03.12.2006

D. Baikal I - Le froid sibérien

Non, le froid sibérien n’est pas une légende. Qui en aurait douté ? Et encore, nous bénéficiâmes d’un climat amène, -20ºC. Nous n’avions pas atteint ces pointes de froid où l’haleine, au sortir de la bouche, se transforme immédiatement en cristaux de glace et tombent au sol avec un bruit que les locaux surnommeraient « le murmure des étoiles ». Une légende indigène affirme qu’aux époques de froid extrême les mots eux-mêmes gèlent et tombent à terre. Ils sortent de leur léthargie au printemps et commencent à vibrionner ; soudain l’air s’emplit de bouts de conversation, de déclarations d’amour périmées, de lamentations oubliées.

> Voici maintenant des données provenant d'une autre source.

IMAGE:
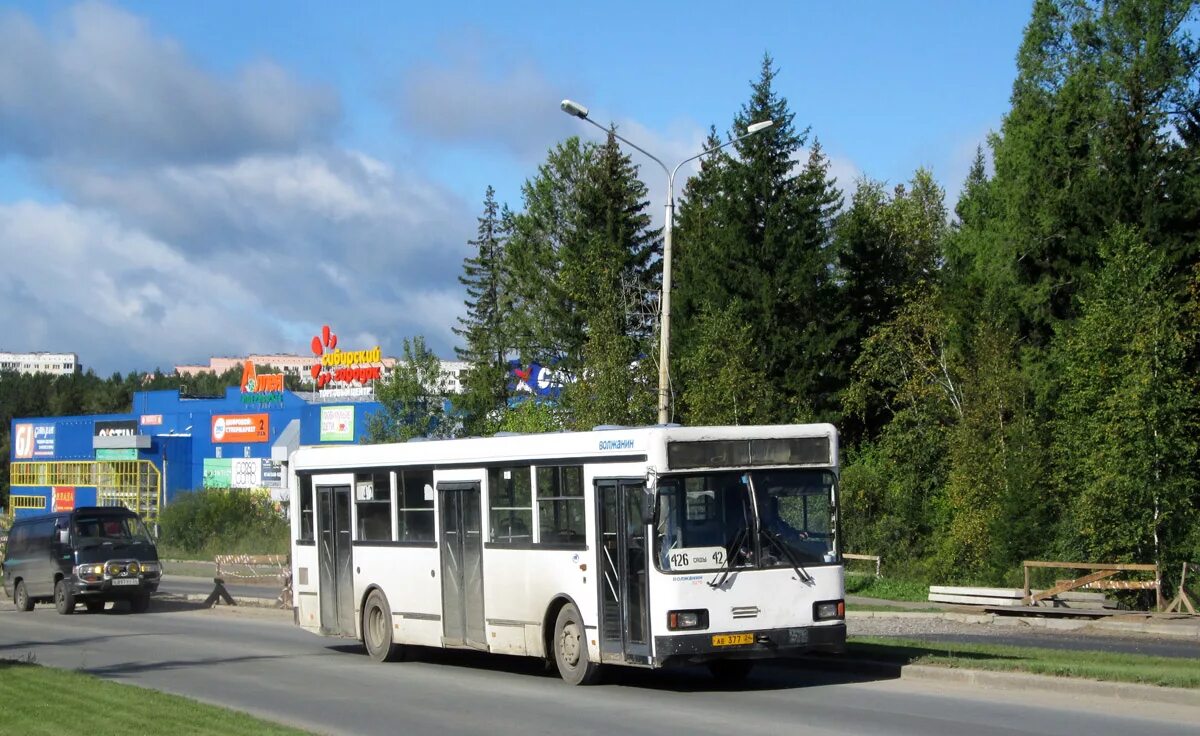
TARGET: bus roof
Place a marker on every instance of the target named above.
(631, 443)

La « promenade » autour du lac Baïkal se révéla un clin d’œil aux expéditions arctiques. Un beau mot anglais est « to perambulate ».

At Syon, we perambulate a succession of rooms of the greatest magnificence, beginning with the entrance hall, with an apse of columns -- characteristic of Adam, all dazzling whiteness.

Pourrait-on dire pérambuler en français ? « Nous pérambulâmes le long de la plage ».

Dans les longs conciliabules en Ville sur la manière de se couvrir, avant le départ, les avis étaient partagés entre l’anorak dernier cri et les vêtements isothermiques, et les superpositions. J’avais choisi la dernière formule, mais je ne m’imaginais pas me retrouver pour les besoins de l’excursion avec plusieurs paires de chaussettes aux pieds, un pantalon en velours côtelés, deux ticheurtes, deux pulls, un tweed, un manteau, une écharpe himalayenne, une cagoule, un bonnet afghan, des gants et des lunettes de soleil.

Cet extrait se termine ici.